Сторонники индивидуалистического (номиналистического, сингуляристского) взгляда в своей исследовательской деятельности, как правило, руководствуются «принципом субъективного суждения». Естественно-генетическую сущность названного принципа Вундт определяет следующим образом: «Где бы мы не встретили вне нас явления, которые мы приводим в связь с духовными процессами, похожими на переживаемые нами самими, первым мерилом для суждения об этих явлениях служит наше собственное внутреннее переживание» [40,с.140.]. Именно этот принцип используют люди в своей повседневной жизни, и этот же принцип используют многие профессионалы-гуманитарии. Ученый, ориентирующийся в своей исследовательской деятельности на данный принцип, будучи сам человеком, стремится – «благодаря этому счастливому обстоятельству» – к разумному истолкованию поведения других людей, например, тех или иных исторических личностей. С помощью такого естественного метода он пытается проникнуть во внутренний мир последних, оценить и проанализировать их воображаемые мотивы и внутренние побуждения.

Рассуждая о специфике эмпирического применения «принципа субъективного суждения», Вундт указывает на отдельные недостатки, коренящиеся в самой его сути.

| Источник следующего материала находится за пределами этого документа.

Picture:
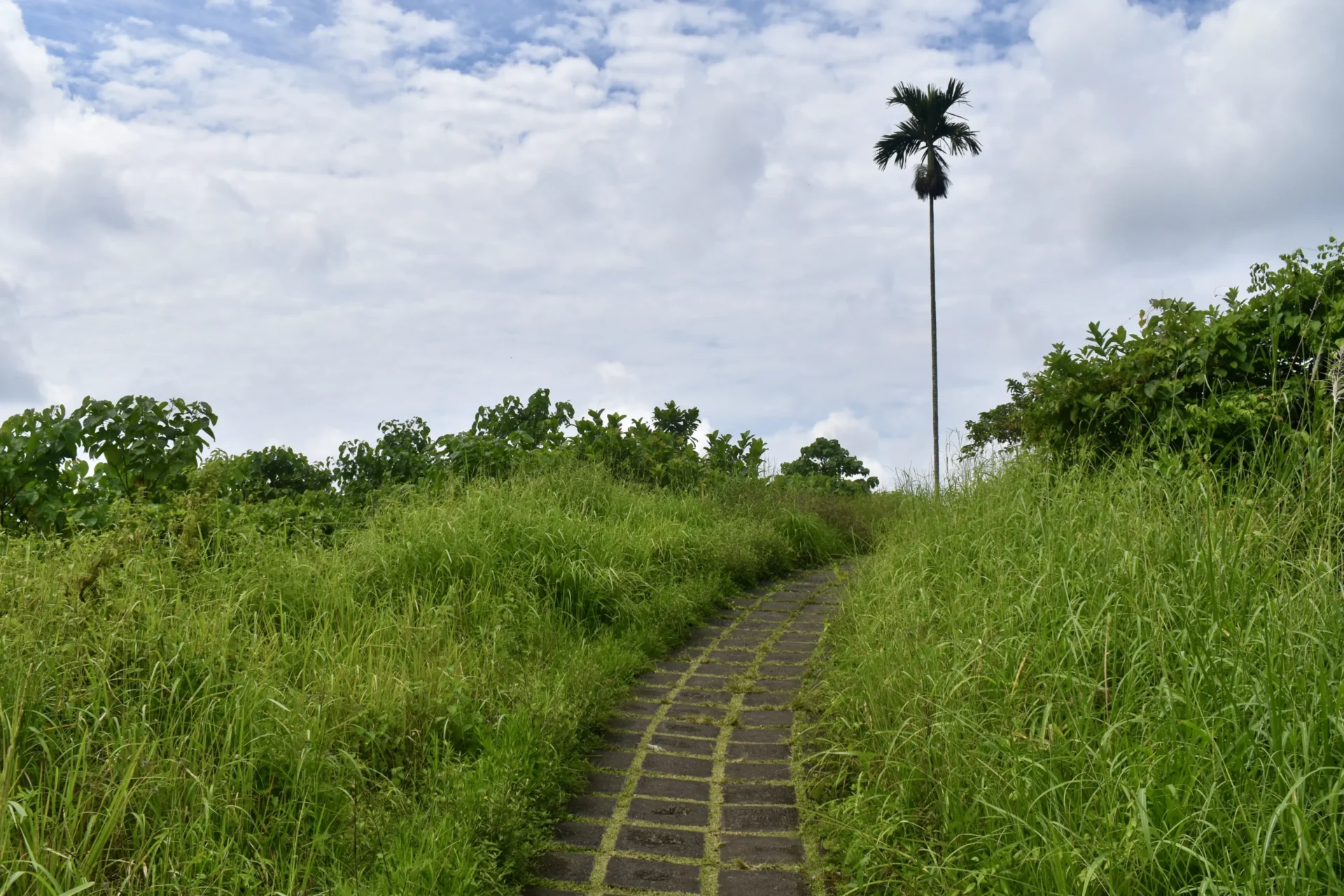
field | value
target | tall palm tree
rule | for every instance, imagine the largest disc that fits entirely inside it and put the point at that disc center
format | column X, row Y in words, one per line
column 930, row 134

Во-первых, – замечает Вундт, – при таком подходе возникает реальная опасность рационализации нерационального: исследователь, склонный видеть в человеческих поступках исключительно проявления (объективации) строго рациональных мотивов, имеет шанс грубо извратить образ изучаемого им духовного явления. Дело в том, что люди отнюдь не всегда согласуют свои действия с вполне осознанными соображениями, подвергаемыми ими самими серьезной предварительной рефлексии. Душа человека представляет собой обиталище не только для разума, но и для чувств. В любом случае, структура человеческой мотивации чрезвычайно сложна, и такая сложность, конечно же, не может не переноситься на саму процедуру исследования конкретно-эмпирических форм этой мотивации. Во-вторых, – утверждает Вундт, – применение «принципа субъективного суждения» чревато еще и тем, что некоторые использующие его исследователи, имеющие порой лишь приблизительное, а то и просто неверное, представление о специфике исторического контекста жизни людей прошедших эпох, демонстрируют излишнюю склонность к «специфически современной» трактовке имевших место в прошлом человеческих деяний. Продукты духовной активности людей, живших в былые времена, оцениваются такими исследователями с точки зрения современности, что естественно приводит к искажению всей перспективы исторической интерпретации фактов в целом.

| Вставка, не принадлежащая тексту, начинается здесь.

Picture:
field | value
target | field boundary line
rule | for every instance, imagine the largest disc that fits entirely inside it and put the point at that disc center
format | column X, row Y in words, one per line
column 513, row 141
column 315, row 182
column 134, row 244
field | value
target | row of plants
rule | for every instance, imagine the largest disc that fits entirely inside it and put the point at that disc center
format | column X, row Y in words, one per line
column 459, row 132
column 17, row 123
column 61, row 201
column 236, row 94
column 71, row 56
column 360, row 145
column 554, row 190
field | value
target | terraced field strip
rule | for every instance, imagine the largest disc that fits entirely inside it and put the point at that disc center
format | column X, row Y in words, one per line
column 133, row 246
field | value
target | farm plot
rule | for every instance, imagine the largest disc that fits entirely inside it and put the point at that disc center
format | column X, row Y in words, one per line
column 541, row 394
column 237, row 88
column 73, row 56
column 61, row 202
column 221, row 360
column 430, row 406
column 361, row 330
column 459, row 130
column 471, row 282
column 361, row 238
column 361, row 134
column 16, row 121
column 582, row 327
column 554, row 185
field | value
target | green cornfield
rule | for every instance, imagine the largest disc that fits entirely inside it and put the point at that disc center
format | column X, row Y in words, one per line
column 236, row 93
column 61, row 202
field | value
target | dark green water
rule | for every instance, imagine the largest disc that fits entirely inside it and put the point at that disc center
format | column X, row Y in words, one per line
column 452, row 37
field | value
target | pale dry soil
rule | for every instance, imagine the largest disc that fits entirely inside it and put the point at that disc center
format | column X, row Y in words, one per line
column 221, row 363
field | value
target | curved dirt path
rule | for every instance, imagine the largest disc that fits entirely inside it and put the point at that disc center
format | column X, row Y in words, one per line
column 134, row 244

Нетрудно заметить, что речь в данном случае идет о хорошо известной каждому социологу «методологии понимания». Претензии, которые предъявляет Вундт по отношению к упомянутой ориентации культурно-исторического познания, кажутся сегодня вполне очевидными и естественными. Но не следует забывать, что Вундт рассуждал об этих «самоочевидностях» в восьмидесятые годы ХIХ столетия. В то время теории «понимающей социологии» в ее современном виде еще не существовало. Из крупных теоретиков позиции «методологии понимания» на тот момент отстаивал один лишь В. Дильтей [29; 70]. Работы М. Вебера [2] и Г. Зиммеля [77; 78], в которых будет освещаться данная проблематика, появятся позднее. Восьмидесятые годы в этом смысле можно считать годами накопления первичного критического материала по данной теме – материала, который впоследствии будет подвергнут основательному аналитическому осмыслению и конструктивной переработке. Замечания Вундта, несмотря на их кажущуюся простоту, обнаруживают завидную проницательность. Критика Вундта в скором времени принесет свои плоды. Это будет заметно уже в начале ХХ века: субъективистская методология в лице лучших своих представителей избавится от тех «одиозных крайностей», которые сопровождали ее идейное развитие в ХVIII-XIX вв. «Методология понимания» в ХХ столетии станет именно методологией. Она освободится от наивности и вульгарности собственных ранних версий. На первое место будет выдвинута проблема общезначимости результатов и универсальной применимости процедур интерпретативной методологической стратегии как эффективного средства анализа фактов социокультурной реальности. Но всему этому должна была предшествовать конструктивная критика, подобная той, которую мы находим у Вундта.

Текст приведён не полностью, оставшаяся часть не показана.